The question is not whether that is the most natural interpretation of the mandate, but only whether it is a
“fairly possible” one.  As we have explained, “every reasonable construction must be resorted to, in order to save a statute from unconstitutionality.” The Government asks us to interpret the mandate as imposing a tax, if it would otherwise violate the Constitution. Granting the Act the full measure of deference owed to federal statutes, it can be so read, for the reasons set forth below:

  • It does not apply to individuals who do not pay federal income taxes
  • A tax on going without health insurance is not a direct tax, or capitation. Capitations are taxes paid by every person, “without regard to property, profession, or any other circumstance.” The whole point of the shared responsibility payment is that it is triggered by specific circumstances [poor people pay less than rich people, and everybody is pays a lower penalty than the cost of buying insurance, so the benefit to buying outweighs the benefit of not buying it.]
  • The Court today holds that our Constitution protects us from federal regulation under the Commerce Clause so long as we abstain from the regulated activity. But from its creation, the Constitution has made no such promise with respect to taxes.
  • Once we recognize that Congress may regulate a particular decision under the Commerce Clause, the Federal Government can bring its full weight to bear. Congress may simply command individuals to do as it directs. … By contrast, Congress’s authority under the taxing power is limited to requiring an individual to pay money into the Federal Treasury, no more.
  • The individual has a lawful choice to do or not do a certain act, so long as he is willing to pay a tax levied on that choice. The Affordable Care Act’s requirement that certain individuals pay a financial penalty for not obtaining health insurance may reasonably be characterized as a tax. Because the Constitution permits such a tax, it is not our role to forbid it, or to pass upon its wisdom or fairness.
Interesting notes:
  • HealthCare Mandate will upheld in part due to child labor violators at Drexel Furniture company 90 years ago.

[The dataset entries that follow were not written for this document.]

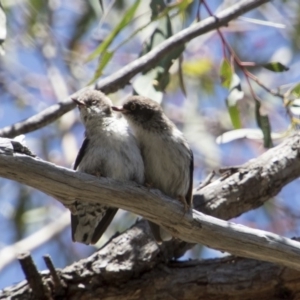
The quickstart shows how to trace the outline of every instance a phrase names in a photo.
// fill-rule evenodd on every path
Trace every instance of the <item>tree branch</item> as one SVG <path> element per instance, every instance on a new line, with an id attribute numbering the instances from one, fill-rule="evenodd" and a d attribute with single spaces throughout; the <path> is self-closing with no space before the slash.
<path id="1" fill-rule="evenodd" d="M 49 273 L 41 274 L 43 282 L 54 299 L 269 300 L 292 299 L 300 291 L 300 272 L 266 262 L 230 256 L 165 264 L 148 234 L 141 221 L 89 258 L 56 270 L 64 287 L 59 295 Z M 32 296 L 26 281 L 0 291 L 0 299 Z"/>
<path id="2" fill-rule="evenodd" d="M 129 80 L 139 72 L 153 68 L 157 61 L 167 55 L 169 51 L 184 45 L 197 36 L 226 26 L 233 19 L 267 2 L 269 0 L 243 0 L 213 17 L 206 18 L 193 26 L 181 30 L 120 71 L 99 80 L 96 84 L 96 89 L 100 89 L 106 94 L 117 91 L 128 84 Z"/>
<path id="3" fill-rule="evenodd" d="M 5 140 L 5 139 L 2 139 Z M 7 140 L 5 140 L 7 142 Z M 4 143 L 5 144 L 5 143 Z M 7 144 L 7 143 L 6 143 Z M 5 145 L 6 145 L 5 144 Z M 298 134 L 287 139 L 283 144 L 269 150 L 261 157 L 250 161 L 237 174 L 230 175 L 223 181 L 214 182 L 202 191 L 204 199 L 209 199 L 216 186 L 231 186 L 231 193 L 243 195 L 251 193 L 244 183 L 253 179 L 253 173 L 247 176 L 247 168 L 259 170 L 264 179 L 255 189 L 262 189 L 261 195 L 266 199 L 270 188 L 277 191 L 293 180 L 300 173 L 300 136 Z M 7 146 L 5 146 L 7 148 Z M 0 147 L 1 150 L 1 147 Z M 222 221 L 197 211 L 183 215 L 183 208 L 178 201 L 162 195 L 158 190 L 148 190 L 134 183 L 118 182 L 109 178 L 74 172 L 55 166 L 40 159 L 2 151 L 0 155 L 0 176 L 37 188 L 48 195 L 59 199 L 70 206 L 75 199 L 85 199 L 86 202 L 102 203 L 119 207 L 138 215 L 142 215 L 170 230 L 172 234 L 184 241 L 201 243 L 209 247 L 228 251 L 234 255 L 255 258 L 300 269 L 300 243 L 268 233 Z M 278 161 L 278 153 L 284 153 L 284 163 Z M 269 174 L 262 173 L 266 160 L 270 160 Z M 284 169 L 285 168 L 285 169 Z M 254 173 L 256 178 L 258 173 Z M 238 177 L 236 177 L 238 176 Z M 268 179 L 268 180 L 267 180 Z M 274 179 L 274 181 L 272 181 Z M 250 180 L 251 182 L 251 180 Z M 237 183 L 232 185 L 232 183 Z M 279 187 L 281 185 L 281 187 Z M 210 187 L 210 188 L 209 188 Z M 230 188 L 228 188 L 230 190 Z M 239 193 L 237 190 L 241 189 Z M 243 190 L 244 189 L 244 190 Z M 243 190 L 243 192 L 242 192 Z M 255 193 L 253 193 L 255 195 Z M 225 195 L 221 195 L 225 197 Z M 234 197 L 233 197 L 234 198 Z M 224 202 L 225 198 L 219 199 Z M 229 197 L 228 202 L 233 201 Z M 235 201 L 241 201 L 235 198 Z M 225 204 L 227 204 L 225 202 Z M 225 205 L 224 204 L 224 205 Z M 223 208 L 224 209 L 224 208 Z"/>
<path id="4" fill-rule="evenodd" d="M 260 207 L 300 176 L 299 148 L 295 134 L 239 168 L 228 168 L 229 175 L 194 193 L 194 208 L 228 220 Z"/>
<path id="5" fill-rule="evenodd" d="M 183 45 L 201 34 L 225 26 L 228 22 L 237 18 L 238 16 L 269 1 L 270 0 L 240 1 L 239 3 L 234 4 L 231 7 L 216 14 L 216 16 L 214 17 L 209 17 L 189 28 L 178 32 L 177 34 L 174 34 L 172 37 L 155 47 L 155 49 L 134 60 L 118 72 L 99 80 L 94 88 L 100 89 L 105 94 L 113 93 L 128 84 L 131 78 L 133 78 L 139 72 L 149 70 L 156 66 L 157 61 L 167 55 L 170 50 L 174 49 L 174 47 Z M 90 86 L 87 88 L 92 87 Z M 18 122 L 12 126 L 3 128 L 2 130 L 0 130 L 0 136 L 14 137 L 20 134 L 25 134 L 37 130 L 50 124 L 75 107 L 74 103 L 71 100 L 71 97 L 75 97 L 76 94 L 77 93 L 71 95 L 65 101 L 58 102 L 57 104 L 46 108 L 35 116 Z"/>

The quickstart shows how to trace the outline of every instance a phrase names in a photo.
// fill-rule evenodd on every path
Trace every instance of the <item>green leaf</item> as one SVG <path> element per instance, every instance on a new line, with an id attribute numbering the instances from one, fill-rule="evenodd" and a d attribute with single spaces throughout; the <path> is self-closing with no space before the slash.
<path id="1" fill-rule="evenodd" d="M 158 14 L 156 17 L 152 18 L 149 22 L 147 22 L 146 24 L 142 25 L 141 27 L 139 27 L 135 31 L 133 31 L 124 41 L 122 41 L 120 44 L 118 44 L 114 48 L 113 52 L 116 52 L 118 49 L 120 49 L 123 45 L 125 45 L 128 41 L 130 41 L 137 33 L 142 31 L 146 27 L 148 27 L 151 23 L 164 18 L 165 16 L 168 15 L 168 13 L 170 11 L 173 12 L 174 10 L 177 9 L 179 13 L 184 12 L 185 8 L 192 2 L 193 2 L 193 0 L 183 0 L 183 1 L 179 1 L 178 3 L 172 4 L 171 6 L 165 7 L 165 9 L 160 14 Z M 116 5 L 118 3 L 119 2 L 117 2 Z M 172 18 L 176 17 L 176 15 L 177 15 L 176 13 L 172 14 Z"/>
<path id="2" fill-rule="evenodd" d="M 166 15 L 161 19 L 157 25 L 157 28 L 154 30 L 153 34 L 150 37 L 150 42 L 148 42 L 143 51 L 142 55 L 148 53 L 160 43 L 168 39 L 173 35 L 172 24 L 169 15 Z M 155 89 L 158 91 L 164 91 L 166 86 L 169 83 L 169 69 L 173 64 L 174 60 L 177 59 L 182 52 L 184 51 L 184 46 L 178 46 L 163 57 L 157 64 L 161 68 L 156 68 L 157 75 L 155 77 Z"/>
<path id="3" fill-rule="evenodd" d="M 135 3 L 124 13 L 121 21 L 117 24 L 117 26 L 112 30 L 112 32 L 108 35 L 108 37 L 93 51 L 87 58 L 87 61 L 91 61 L 98 56 L 100 56 L 103 52 L 105 52 L 108 47 L 111 45 L 115 37 L 129 24 L 132 20 L 141 0 L 135 1 Z"/>
<path id="4" fill-rule="evenodd" d="M 33 25 L 41 20 L 48 9 L 48 3 L 40 0 L 29 0 L 29 13 L 27 14 L 27 31 L 33 30 Z"/>
<path id="5" fill-rule="evenodd" d="M 270 62 L 270 63 L 263 65 L 263 67 L 272 72 L 285 72 L 285 71 L 289 70 L 288 67 L 286 67 L 285 65 L 283 65 L 280 62 Z"/>
<path id="6" fill-rule="evenodd" d="M 222 66 L 224 67 L 222 68 Z M 227 72 L 227 76 L 228 76 L 228 73 L 230 73 L 230 71 L 228 71 L 229 70 L 228 64 L 223 62 L 222 66 L 221 66 L 221 70 L 222 69 L 224 70 L 224 74 L 226 74 Z M 226 85 L 228 85 L 228 83 L 226 83 Z M 229 88 L 229 94 L 226 99 L 227 109 L 233 127 L 235 129 L 239 129 L 242 127 L 242 122 L 240 118 L 240 111 L 238 108 L 238 101 L 244 98 L 244 92 L 242 91 L 241 80 L 237 74 L 235 73 L 231 74 L 231 79 L 228 88 Z"/>
<path id="7" fill-rule="evenodd" d="M 258 127 L 261 129 L 264 136 L 264 147 L 273 147 L 273 141 L 271 137 L 271 124 L 268 115 L 261 113 L 261 103 L 255 100 L 255 117 Z"/>
<path id="8" fill-rule="evenodd" d="M 99 64 L 98 64 L 98 67 L 97 67 L 97 70 L 94 74 L 94 77 L 87 85 L 92 84 L 93 82 L 95 82 L 102 75 L 103 69 L 109 63 L 109 61 L 111 60 L 113 55 L 114 55 L 114 52 L 110 52 L 110 51 L 106 51 L 102 54 L 101 59 L 100 59 Z"/>
<path id="9" fill-rule="evenodd" d="M 178 6 L 180 11 L 185 11 L 191 3 L 193 3 L 193 0 L 182 0 L 177 1 L 176 5 Z"/>
<path id="10" fill-rule="evenodd" d="M 148 53 L 160 43 L 173 35 L 172 24 L 169 15 L 160 19 L 158 25 L 150 37 L 150 41 L 145 43 L 140 56 Z M 159 60 L 154 69 L 144 72 L 133 83 L 135 91 L 139 95 L 149 96 L 148 93 L 156 98 L 157 102 L 162 99 L 162 93 L 170 82 L 169 69 L 174 60 L 177 59 L 184 50 L 184 46 L 174 48 L 167 56 Z M 149 86 L 150 85 L 150 86 Z M 158 93 L 159 92 L 159 93 Z M 151 98 L 151 97 L 150 97 Z"/>
<path id="11" fill-rule="evenodd" d="M 233 70 L 228 59 L 223 59 L 220 67 L 220 77 L 222 85 L 229 89 L 232 81 Z"/>
<path id="12" fill-rule="evenodd" d="M 227 105 L 227 109 L 229 112 L 232 126 L 235 129 L 241 128 L 242 123 L 241 123 L 241 118 L 240 118 L 240 111 L 239 111 L 237 105 Z"/>
<path id="13" fill-rule="evenodd" d="M 164 0 L 152 0 L 150 3 L 151 8 L 151 20 L 155 20 L 160 16 L 167 15 L 171 10 L 177 9 L 178 12 L 185 12 L 187 7 L 193 2 L 193 0 L 181 0 L 176 1 L 174 4 L 167 5 Z"/>
<path id="14" fill-rule="evenodd" d="M 164 0 L 152 0 L 150 2 L 151 20 L 155 19 L 166 8 Z"/>
<path id="15" fill-rule="evenodd" d="M 185 75 L 191 77 L 200 77 L 208 73 L 212 69 L 212 61 L 208 58 L 201 58 L 197 60 L 184 61 L 182 63 L 182 70 Z"/>
<path id="16" fill-rule="evenodd" d="M 300 98 L 300 83 L 296 84 L 289 94 L 293 95 L 295 98 Z"/>

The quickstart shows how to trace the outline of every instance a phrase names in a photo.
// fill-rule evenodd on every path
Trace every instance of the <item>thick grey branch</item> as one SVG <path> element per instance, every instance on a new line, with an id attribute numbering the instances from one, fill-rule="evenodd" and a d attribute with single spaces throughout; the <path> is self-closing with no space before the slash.
<path id="1" fill-rule="evenodd" d="M 274 156 L 278 151 L 286 154 L 286 165 L 278 163 L 278 157 Z M 157 190 L 149 191 L 137 184 L 117 182 L 108 178 L 98 179 L 21 154 L 12 156 L 7 154 L 7 151 L 3 153 L 0 155 L 0 176 L 37 188 L 59 199 L 66 206 L 71 205 L 74 199 L 85 199 L 87 202 L 119 207 L 163 225 L 174 236 L 184 241 L 201 243 L 237 256 L 265 260 L 300 270 L 300 243 L 296 241 L 222 221 L 195 210 L 193 216 L 183 215 L 183 208 L 178 201 L 163 196 Z M 262 189 L 267 187 L 268 191 L 272 186 L 272 177 L 278 179 L 281 176 L 281 181 L 275 181 L 276 185 L 279 182 L 290 182 L 297 172 L 300 172 L 299 153 L 299 135 L 295 135 L 260 158 L 249 162 L 249 165 L 259 166 L 265 163 L 266 157 L 273 157 L 273 167 L 270 170 L 273 174 L 276 173 L 277 177 L 270 176 L 267 184 L 261 184 Z M 282 169 L 283 166 L 286 169 Z M 242 173 L 247 174 L 246 168 L 242 169 Z M 219 184 L 226 187 L 235 176 L 236 174 L 233 174 L 224 181 L 219 181 Z M 242 189 L 244 182 L 247 182 L 247 176 L 239 178 L 235 189 Z M 208 189 L 209 186 L 211 190 Z M 213 182 L 209 186 L 206 187 L 208 197 L 217 185 Z M 259 188 L 258 185 L 256 189 Z"/>
<path id="2" fill-rule="evenodd" d="M 174 47 L 183 45 L 201 34 L 220 28 L 238 16 L 269 1 L 270 0 L 240 1 L 239 3 L 232 5 L 231 7 L 218 13 L 215 17 L 207 18 L 196 25 L 193 25 L 173 35 L 166 41 L 162 42 L 158 47 L 123 67 L 118 72 L 99 80 L 95 85 L 95 88 L 100 89 L 105 94 L 115 92 L 128 84 L 130 79 L 139 72 L 155 67 L 157 61 L 167 55 L 170 50 L 174 49 Z M 75 107 L 71 97 L 74 97 L 76 94 L 77 93 L 73 94 L 65 101 L 46 108 L 35 116 L 1 129 L 0 136 L 14 137 L 37 130 L 50 124 Z"/>
<path id="3" fill-rule="evenodd" d="M 196 191 L 194 208 L 228 220 L 260 207 L 300 176 L 299 148 L 299 135 L 296 134 L 233 170 L 227 179 L 221 177 Z"/>
<path id="4" fill-rule="evenodd" d="M 44 284 L 54 299 L 269 300 L 293 299 L 300 291 L 300 272 L 266 262 L 227 257 L 165 264 L 147 230 L 139 222 L 89 258 L 57 270 L 65 287 L 60 295 L 47 272 Z M 9 297 L 32 299 L 32 291 L 23 281 L 0 292 L 0 299 Z"/>

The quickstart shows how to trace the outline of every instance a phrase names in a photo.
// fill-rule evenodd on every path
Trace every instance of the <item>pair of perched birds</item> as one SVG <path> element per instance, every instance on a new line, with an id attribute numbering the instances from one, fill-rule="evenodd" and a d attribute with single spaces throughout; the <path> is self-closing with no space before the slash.
<path id="1" fill-rule="evenodd" d="M 88 90 L 73 101 L 85 126 L 85 139 L 74 169 L 95 176 L 135 181 L 192 205 L 193 153 L 182 133 L 155 101 L 131 96 L 122 107 L 112 106 L 103 93 Z M 122 113 L 118 118 L 114 111 Z M 71 213 L 73 241 L 95 244 L 117 208 L 75 200 Z M 157 242 L 170 233 L 149 222 Z"/>

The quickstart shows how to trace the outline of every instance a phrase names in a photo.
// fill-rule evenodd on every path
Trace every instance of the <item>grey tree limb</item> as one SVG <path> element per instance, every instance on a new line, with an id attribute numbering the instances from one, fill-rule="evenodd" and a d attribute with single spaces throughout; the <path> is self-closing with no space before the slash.
<path id="1" fill-rule="evenodd" d="M 183 45 L 193 38 L 200 36 L 201 34 L 205 34 L 211 30 L 226 26 L 228 22 L 232 21 L 238 16 L 241 16 L 242 14 L 269 1 L 270 0 L 242 0 L 216 14 L 215 17 L 209 17 L 187 29 L 178 32 L 177 34 L 174 34 L 155 49 L 144 56 L 137 58 L 127 66 L 120 69 L 118 72 L 104 79 L 100 79 L 94 88 L 103 91 L 105 94 L 113 93 L 128 84 L 130 80 L 139 72 L 150 70 L 151 68 L 155 67 L 157 61 L 159 61 L 165 55 L 168 55 L 169 51 L 174 49 L 174 47 Z M 86 88 L 93 87 L 89 86 Z M 24 121 L 2 128 L 0 130 L 0 136 L 15 137 L 20 134 L 25 134 L 40 129 L 50 124 L 75 107 L 71 98 L 75 97 L 78 92 L 74 93 L 66 100 L 58 102 L 57 104 L 46 108 L 40 113 Z"/>
<path id="2" fill-rule="evenodd" d="M 143 220 L 87 259 L 63 270 L 59 294 L 49 272 L 44 285 L 54 299 L 297 299 L 300 272 L 245 258 L 164 261 Z M 229 276 L 230 274 L 230 276 Z M 0 291 L 0 299 L 33 299 L 27 281 Z"/>
<path id="3" fill-rule="evenodd" d="M 253 176 L 250 176 L 252 172 L 249 172 L 249 176 L 246 172 L 247 168 L 251 170 L 251 167 L 253 167 L 253 169 L 259 170 L 254 174 L 254 178 L 261 176 L 261 184 L 257 184 L 255 189 L 262 189 L 262 200 L 266 199 L 266 195 L 269 195 L 268 193 L 272 187 L 276 187 L 279 191 L 285 184 L 299 176 L 299 138 L 300 136 L 295 134 L 281 145 L 241 167 L 241 171 L 236 171 L 235 174 L 229 175 L 224 180 L 217 180 L 216 183 L 212 182 L 205 187 L 207 194 L 205 193 L 202 197 L 209 199 L 217 187 L 222 190 L 223 186 L 226 190 L 226 186 L 232 185 L 232 182 L 236 182 L 231 189 L 235 195 L 242 196 L 249 192 L 252 193 L 245 183 L 248 182 L 248 179 L 253 180 Z M 7 140 L 2 140 L 5 141 L 4 147 L 7 148 Z M 181 240 L 190 243 L 201 243 L 237 256 L 300 269 L 300 243 L 297 241 L 226 222 L 204 215 L 196 210 L 183 214 L 183 208 L 179 201 L 162 195 L 158 190 L 149 190 L 135 183 L 118 182 L 109 178 L 96 178 L 23 154 L 13 153 L 12 155 L 9 151 L 0 152 L 3 153 L 0 155 L 1 177 L 43 191 L 55 197 L 67 207 L 71 206 L 75 199 L 85 199 L 90 203 L 102 203 L 119 207 L 166 227 Z M 271 161 L 269 161 L 270 159 Z M 268 171 L 263 172 L 266 160 L 271 165 L 268 166 Z M 236 178 L 236 176 L 238 177 Z M 240 192 L 237 192 L 237 190 L 240 190 Z M 201 193 L 204 193 L 204 191 L 201 191 Z M 217 200 L 224 202 L 225 207 L 223 206 L 223 209 L 226 209 L 226 199 L 224 195 L 222 196 L 223 198 L 217 198 Z M 240 197 L 229 198 L 228 204 L 233 199 L 236 203 L 243 200 Z M 246 205 L 249 205 L 249 203 Z"/>

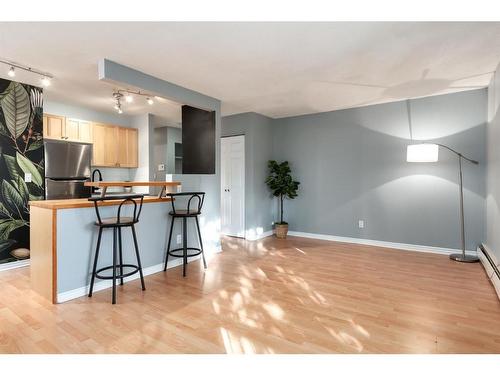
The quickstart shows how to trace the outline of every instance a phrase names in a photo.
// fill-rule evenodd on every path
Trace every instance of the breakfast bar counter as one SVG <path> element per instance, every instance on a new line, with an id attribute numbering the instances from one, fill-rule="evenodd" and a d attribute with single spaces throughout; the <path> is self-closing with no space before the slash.
<path id="1" fill-rule="evenodd" d="M 160 203 L 170 202 L 170 198 L 158 198 L 157 196 L 145 196 L 144 204 L 146 203 Z M 100 206 L 116 206 L 121 202 L 119 201 L 105 201 L 100 203 Z M 94 203 L 90 202 L 87 198 L 78 199 L 52 199 L 44 201 L 31 201 L 30 207 L 47 208 L 49 210 L 60 210 L 66 208 L 86 208 L 94 207 Z"/>
<path id="2" fill-rule="evenodd" d="M 102 217 L 115 217 L 121 202 L 110 200 L 99 203 Z M 126 202 L 122 215 L 131 216 L 133 206 L 131 202 Z M 170 210 L 170 198 L 144 197 L 136 231 L 145 275 L 163 270 Z M 87 198 L 30 202 L 30 271 L 33 290 L 53 303 L 88 293 L 98 234 L 95 222 L 94 204 Z M 175 228 L 176 231 L 178 228 Z M 111 264 L 111 243 L 112 233 L 104 233 L 99 265 Z M 135 259 L 130 231 L 123 234 L 123 255 L 125 263 Z M 180 259 L 169 261 L 169 267 L 177 265 L 178 261 Z M 105 289 L 110 285 L 109 280 L 102 280 L 95 284 L 94 290 Z"/>

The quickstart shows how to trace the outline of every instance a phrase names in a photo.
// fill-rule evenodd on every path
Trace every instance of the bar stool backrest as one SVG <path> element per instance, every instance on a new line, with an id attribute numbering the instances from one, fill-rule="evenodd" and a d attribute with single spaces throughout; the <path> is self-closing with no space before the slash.
<path id="1" fill-rule="evenodd" d="M 118 206 L 118 212 L 117 212 L 117 215 L 116 215 L 117 224 L 120 224 L 122 207 L 127 202 L 129 202 L 130 204 L 134 205 L 134 214 L 133 214 L 132 219 L 133 219 L 134 223 L 137 223 L 139 221 L 139 216 L 141 216 L 142 203 L 144 201 L 144 195 L 143 194 L 111 195 L 109 197 L 92 197 L 92 198 L 89 198 L 89 201 L 94 202 L 95 213 L 97 215 L 97 221 L 99 222 L 99 225 L 102 225 L 102 219 L 101 219 L 101 215 L 100 215 L 100 212 L 99 212 L 99 203 L 100 202 L 106 202 L 106 201 L 116 201 L 116 200 L 123 200 L 120 203 L 120 205 Z M 137 205 L 137 201 L 139 201 L 139 205 Z"/>
<path id="2" fill-rule="evenodd" d="M 172 211 L 174 215 L 176 214 L 175 202 L 181 197 L 187 199 L 186 210 L 189 213 L 199 215 L 201 214 L 201 208 L 203 207 L 203 202 L 205 201 L 204 192 L 183 192 L 183 193 L 168 193 L 167 197 L 172 198 Z M 179 207 L 177 207 L 179 209 Z"/>

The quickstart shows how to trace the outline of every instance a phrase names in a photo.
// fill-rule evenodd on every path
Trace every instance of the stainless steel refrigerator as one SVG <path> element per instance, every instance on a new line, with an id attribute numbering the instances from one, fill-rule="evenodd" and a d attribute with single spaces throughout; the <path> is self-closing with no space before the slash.
<path id="1" fill-rule="evenodd" d="M 45 199 L 90 197 L 92 144 L 46 139 Z"/>

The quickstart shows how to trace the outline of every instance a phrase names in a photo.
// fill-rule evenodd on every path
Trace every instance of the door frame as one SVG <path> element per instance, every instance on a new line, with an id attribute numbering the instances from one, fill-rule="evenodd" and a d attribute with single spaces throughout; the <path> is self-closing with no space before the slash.
<path id="1" fill-rule="evenodd" d="M 246 219 L 246 199 L 247 199 L 247 196 L 246 196 L 246 189 L 245 189 L 245 184 L 246 184 L 246 169 L 247 169 L 247 166 L 246 166 L 246 141 L 245 141 L 245 134 L 235 134 L 235 135 L 227 135 L 227 136 L 221 136 L 221 174 L 220 174 L 220 194 L 221 194 L 221 200 L 220 200 L 220 204 L 221 204 L 221 218 L 222 218 L 222 214 L 223 214 L 223 211 L 222 211 L 222 194 L 223 194 L 223 174 L 222 174 L 222 163 L 223 163 L 223 158 L 224 158 L 224 155 L 222 154 L 222 142 L 223 142 L 223 139 L 227 139 L 227 138 L 241 138 L 243 140 L 243 185 L 242 185 L 242 195 L 243 195 L 243 234 L 242 234 L 242 237 L 238 237 L 237 235 L 233 235 L 233 234 L 227 234 L 227 233 L 224 233 L 223 232 L 223 228 L 222 228 L 222 225 L 221 225 L 221 234 L 225 235 L 225 236 L 231 236 L 231 237 L 238 237 L 238 238 L 246 238 L 247 236 L 247 219 Z"/>

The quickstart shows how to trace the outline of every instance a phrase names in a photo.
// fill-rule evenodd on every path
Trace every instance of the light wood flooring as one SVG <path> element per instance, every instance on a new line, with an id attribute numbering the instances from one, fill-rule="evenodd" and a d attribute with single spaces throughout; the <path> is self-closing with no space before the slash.
<path id="1" fill-rule="evenodd" d="M 500 353 L 482 266 L 320 240 L 223 239 L 200 262 L 52 305 L 0 273 L 2 353 Z"/>

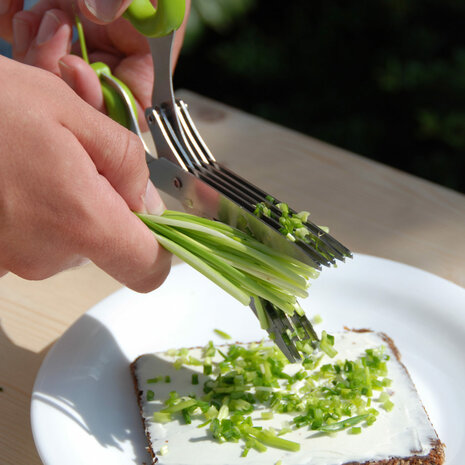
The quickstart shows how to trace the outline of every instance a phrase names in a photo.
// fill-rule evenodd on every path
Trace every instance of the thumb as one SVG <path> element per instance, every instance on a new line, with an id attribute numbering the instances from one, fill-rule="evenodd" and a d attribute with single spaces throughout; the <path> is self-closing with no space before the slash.
<path id="1" fill-rule="evenodd" d="M 131 0 L 79 0 L 79 8 L 94 23 L 106 24 L 119 18 Z"/>
<path id="2" fill-rule="evenodd" d="M 32 11 L 24 11 L 16 15 L 14 30 L 26 22 L 31 30 L 37 30 L 37 35 L 28 45 L 15 40 L 15 58 L 59 75 L 58 60 L 68 54 L 71 47 L 70 17 L 56 8 L 46 11 L 42 17 Z"/>

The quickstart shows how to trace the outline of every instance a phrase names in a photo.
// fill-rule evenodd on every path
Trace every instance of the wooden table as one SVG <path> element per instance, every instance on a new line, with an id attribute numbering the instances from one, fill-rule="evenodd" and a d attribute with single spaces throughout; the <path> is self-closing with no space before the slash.
<path id="1" fill-rule="evenodd" d="M 355 252 L 390 258 L 465 286 L 465 197 L 184 91 L 219 161 Z M 408 154 L 406 154 L 408 156 Z M 173 204 L 168 200 L 168 206 Z M 93 265 L 42 282 L 0 279 L 0 462 L 37 465 L 33 382 L 53 342 L 120 284 Z"/>

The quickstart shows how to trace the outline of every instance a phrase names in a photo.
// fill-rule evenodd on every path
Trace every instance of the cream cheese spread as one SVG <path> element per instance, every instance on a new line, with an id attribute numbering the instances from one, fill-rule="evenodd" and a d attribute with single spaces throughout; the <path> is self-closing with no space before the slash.
<path id="1" fill-rule="evenodd" d="M 404 366 L 399 363 L 383 340 L 381 335 L 372 332 L 356 333 L 347 331 L 334 334 L 335 348 L 338 355 L 330 359 L 325 355 L 322 363 L 334 363 L 341 360 L 355 360 L 364 354 L 365 349 L 386 347 L 390 355 L 388 376 L 392 385 L 388 388 L 394 408 L 386 412 L 379 408 L 376 422 L 363 428 L 358 435 L 340 431 L 327 435 L 312 431 L 306 427 L 285 434 L 283 437 L 300 443 L 298 452 L 286 452 L 268 448 L 264 453 L 250 450 L 246 458 L 241 458 L 241 443 L 220 444 L 208 435 L 208 428 L 197 428 L 201 420 L 193 419 L 192 424 L 184 425 L 174 420 L 159 424 L 152 421 L 152 415 L 164 407 L 163 401 L 169 397 L 170 391 L 180 395 L 203 395 L 203 383 L 207 379 L 203 375 L 202 366 L 183 366 L 175 369 L 173 357 L 162 353 L 141 356 L 136 363 L 135 374 L 139 390 L 142 393 L 142 414 L 146 432 L 150 435 L 152 448 L 157 453 L 167 444 L 168 453 L 159 457 L 163 465 L 268 465 L 282 460 L 283 465 L 342 465 L 347 462 L 379 461 L 392 457 L 410 457 L 412 455 L 428 455 L 438 439 L 415 386 Z M 201 349 L 191 349 L 190 355 L 201 358 Z M 214 359 L 215 361 L 215 359 Z M 288 365 L 286 370 L 300 368 Z M 199 373 L 199 384 L 192 384 L 192 374 Z M 149 384 L 147 380 L 157 376 L 169 376 L 171 382 L 160 381 Z M 146 400 L 147 390 L 155 393 L 154 400 Z M 257 426 L 280 429 L 291 415 L 275 414 L 271 420 L 262 420 L 260 411 L 252 414 Z"/>

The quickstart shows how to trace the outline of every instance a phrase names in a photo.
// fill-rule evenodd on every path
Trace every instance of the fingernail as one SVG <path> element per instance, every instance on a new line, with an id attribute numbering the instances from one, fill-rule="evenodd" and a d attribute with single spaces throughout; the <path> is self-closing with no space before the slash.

  • Because the IRS collects the penalty payment and not the Department of Health, it is okay.
  • Roberts draws the line on when penalties for poor life choices are too much: “We have nonetheless maintained that “‘there comes a time in the extension of the penalizing features of the so-called tax when it loses its character as such and becomes a mere penalty with the characteristics of regulation and punishment.’” [So watch out, New York City Big Gulp fines!]
  • The full 193 page document is here: http://www.supremecourt.gov/opinions/11pdf/11-393c3a2.pdf

The only long-term solution is a health cure industry to make the for-profit health care industry obsolete.